El algodón ecológico es aquel que se cultiva sin pesticidas ni fertilizantes químicos sintéticos. En el ámbito de la cosmética y la higiene, se utiliza como materia prima para numerosos productos de uso diario: discos desmaquillantes, algodón hidrófilo, toallitas lavables o productos de protección. Su cultivo limita los residuos químicos en la fibra y reduce el impacto sobre el agua y el suelo.
El algodón ecológico se basa en un método de cultivo sostenible que excluye los insumos químicos sintéticos. Este requisito se aplica a toda la cadena, desde la fibra en bruto hasta el producto acabado, y se traduce en productos más respetuosos con la piel.

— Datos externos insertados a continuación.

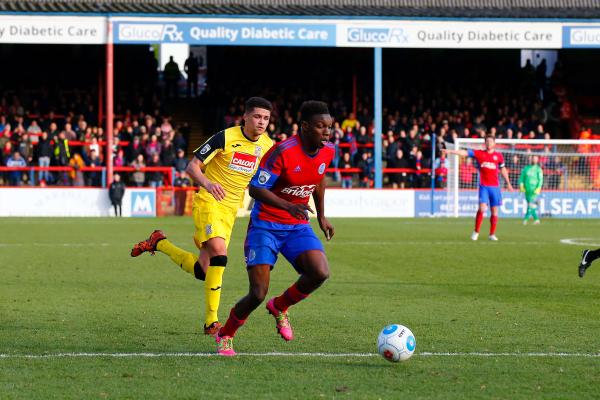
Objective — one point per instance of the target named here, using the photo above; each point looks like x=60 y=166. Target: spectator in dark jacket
x=116 y=193
x=44 y=155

Para comprobar la autenticidad de un producto, fíjate en las certificaciones reconocidas en lugar de limitarte a las meras afirmaciones de marketing.
El algodón ecológico suele ser la opción preferida para las pieles sensibles, ya que limita la presencia de residuos de pesticidas. Sin embargo, hay que tener cuidado: «natural» no significa «hipoalergénico». Una piel reactiva o alérgica puede seguir reaccionando, sobre todo a los tintes o a los acabados añadidos.
El algodón ecológico acompaña muchos de los cuidados diarios, desde el rostro hasta el cambio de pañales.
El algodón ecológico tiene un menor impacto sobre los recursos naturales. Consume menos agua y no contamina el suelo con productos químicos sintéticos. Los métodos de cultivo, como la rotación de cultivos y la lucha biológica, favorecen la fertilidad del suelo y la biodiversidad.
El algodón ecológico puede tener un precio inicial más elevado, debido a unas prácticas agrícolas más exigentes. Sin embargo, su calidad y durabilidad ofrecen una buena relación calidad-precio a largo plazo, al tiempo que apoyan cadenas de suministro más responsables.